Sulla rivista medica “Cureus” è stato pubblicato uno studio secondo cui l’uso prolungato di canapa non è associato ad un rischio maggiore di malattie cardiache.

Questo è quanto scoperto da un team di ricercatori affiliati all’università della Florida, che ha valutato la relazione tra l’uso di marijuana e la diagnosi di malattie cardiovascolari.
Gli scienziati, tenendo conto anche di altri fattori  (come l’indice di massa corporea), non hanno identificato nessuna relazione indipendente tra l’esposizione alla marijuana e la prevalenza di malattie cardiovascolari.

I ricercatori sostengono inoltre che “potrebbe esserci un legame tra l’uso di marijuana e un ridotto rischio di malattie cardiovascolari, ma i dati non erano statisticamente significativi … Questo studio, tuttavia, implica la necessità di ricerche future con altri metodi di dimensioni maggiori per fornire ulteriori informazioni su questa potenziale associazione”.

I risultati sono in linea con molti altri studi i quali confermano che l’uso di cannabis non è associato a un aumento del rischio di disturbi cardiovascolari.

Altri dati pubblicati il ​​mese scorso nella stessa rivista hanno riportato che i soggetti con una storia di consumo di marijuana non possiedono un rischio più elevato di aterosclerosi.
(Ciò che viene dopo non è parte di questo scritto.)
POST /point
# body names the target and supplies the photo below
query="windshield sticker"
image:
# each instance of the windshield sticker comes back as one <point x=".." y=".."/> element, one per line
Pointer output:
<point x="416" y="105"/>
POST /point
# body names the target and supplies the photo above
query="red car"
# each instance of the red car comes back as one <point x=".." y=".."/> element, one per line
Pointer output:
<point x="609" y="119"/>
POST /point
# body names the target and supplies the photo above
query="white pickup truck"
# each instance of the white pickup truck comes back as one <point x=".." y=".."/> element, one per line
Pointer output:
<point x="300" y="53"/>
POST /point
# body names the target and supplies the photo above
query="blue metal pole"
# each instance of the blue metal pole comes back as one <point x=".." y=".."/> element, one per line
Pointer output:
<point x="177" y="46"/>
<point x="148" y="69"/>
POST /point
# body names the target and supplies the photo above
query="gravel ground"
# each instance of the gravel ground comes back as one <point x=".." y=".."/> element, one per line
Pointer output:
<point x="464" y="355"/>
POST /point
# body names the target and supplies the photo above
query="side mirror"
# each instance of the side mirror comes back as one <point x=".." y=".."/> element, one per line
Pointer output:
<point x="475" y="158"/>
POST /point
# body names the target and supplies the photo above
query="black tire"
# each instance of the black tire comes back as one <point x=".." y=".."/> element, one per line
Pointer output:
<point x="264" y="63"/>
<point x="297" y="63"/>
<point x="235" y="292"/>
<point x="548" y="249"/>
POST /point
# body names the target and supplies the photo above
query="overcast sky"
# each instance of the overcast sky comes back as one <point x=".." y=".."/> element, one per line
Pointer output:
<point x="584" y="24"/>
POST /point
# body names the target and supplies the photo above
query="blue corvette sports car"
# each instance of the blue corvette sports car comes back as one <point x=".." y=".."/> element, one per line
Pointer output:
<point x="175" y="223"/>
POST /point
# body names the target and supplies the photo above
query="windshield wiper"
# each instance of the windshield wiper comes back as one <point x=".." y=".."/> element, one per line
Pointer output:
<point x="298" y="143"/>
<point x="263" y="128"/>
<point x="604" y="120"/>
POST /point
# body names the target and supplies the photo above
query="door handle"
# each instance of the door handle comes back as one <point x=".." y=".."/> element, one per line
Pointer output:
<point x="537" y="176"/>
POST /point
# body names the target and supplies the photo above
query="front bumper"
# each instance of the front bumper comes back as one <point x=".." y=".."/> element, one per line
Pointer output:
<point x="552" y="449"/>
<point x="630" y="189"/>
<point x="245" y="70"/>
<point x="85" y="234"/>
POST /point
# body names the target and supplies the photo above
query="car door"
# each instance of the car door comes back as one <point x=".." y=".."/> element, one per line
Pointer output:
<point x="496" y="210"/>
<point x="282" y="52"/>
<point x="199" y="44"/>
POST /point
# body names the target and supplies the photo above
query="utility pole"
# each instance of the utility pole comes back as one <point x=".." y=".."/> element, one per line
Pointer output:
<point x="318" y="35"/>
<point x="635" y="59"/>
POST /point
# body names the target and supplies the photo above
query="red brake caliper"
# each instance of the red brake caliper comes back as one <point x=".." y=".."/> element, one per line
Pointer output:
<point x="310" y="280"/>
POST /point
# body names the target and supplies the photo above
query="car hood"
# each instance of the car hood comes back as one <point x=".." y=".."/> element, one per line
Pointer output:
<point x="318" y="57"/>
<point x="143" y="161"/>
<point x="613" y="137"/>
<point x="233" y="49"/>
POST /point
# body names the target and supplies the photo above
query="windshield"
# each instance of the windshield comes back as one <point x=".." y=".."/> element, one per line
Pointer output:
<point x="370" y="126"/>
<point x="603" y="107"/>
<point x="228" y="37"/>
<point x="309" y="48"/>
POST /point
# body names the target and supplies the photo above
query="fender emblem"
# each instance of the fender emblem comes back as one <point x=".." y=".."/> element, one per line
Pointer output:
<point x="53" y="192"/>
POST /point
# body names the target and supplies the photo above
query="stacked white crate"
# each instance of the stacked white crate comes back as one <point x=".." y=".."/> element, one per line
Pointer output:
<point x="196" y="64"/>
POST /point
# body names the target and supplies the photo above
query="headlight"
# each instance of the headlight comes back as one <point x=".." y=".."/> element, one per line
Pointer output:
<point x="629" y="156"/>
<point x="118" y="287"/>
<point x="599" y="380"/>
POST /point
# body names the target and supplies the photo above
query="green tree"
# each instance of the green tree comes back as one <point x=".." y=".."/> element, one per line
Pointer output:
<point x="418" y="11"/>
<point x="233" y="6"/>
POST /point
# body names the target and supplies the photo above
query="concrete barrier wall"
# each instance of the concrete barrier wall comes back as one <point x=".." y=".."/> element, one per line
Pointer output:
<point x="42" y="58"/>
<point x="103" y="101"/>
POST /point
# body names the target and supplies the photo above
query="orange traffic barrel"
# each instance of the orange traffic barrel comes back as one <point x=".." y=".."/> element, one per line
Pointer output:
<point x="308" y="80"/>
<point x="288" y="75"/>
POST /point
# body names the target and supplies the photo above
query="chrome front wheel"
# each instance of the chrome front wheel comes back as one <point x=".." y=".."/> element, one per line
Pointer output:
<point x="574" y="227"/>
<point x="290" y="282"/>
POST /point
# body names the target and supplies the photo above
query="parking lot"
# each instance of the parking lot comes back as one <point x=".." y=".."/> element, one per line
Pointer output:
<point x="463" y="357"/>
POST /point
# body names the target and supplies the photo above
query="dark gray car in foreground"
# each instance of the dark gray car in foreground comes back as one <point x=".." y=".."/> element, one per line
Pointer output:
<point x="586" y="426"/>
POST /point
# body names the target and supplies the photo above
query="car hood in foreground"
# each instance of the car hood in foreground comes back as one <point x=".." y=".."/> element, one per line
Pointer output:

I risultati di una revisione di 67 studi pubblicati a novembre su “l’American Journal of Medicine” hanno concluso che “la marijuana stessa non sembra essere associata in modo indipendente a fattori di rischio cardiovascolare eccessivi“, sebbene gli autori abbiano avvertito che “può essere associata ad altri comportamenti malsani come l’uso di alcol e il fumo di tabacco che possono essere dannosi ”per la salute del cuore.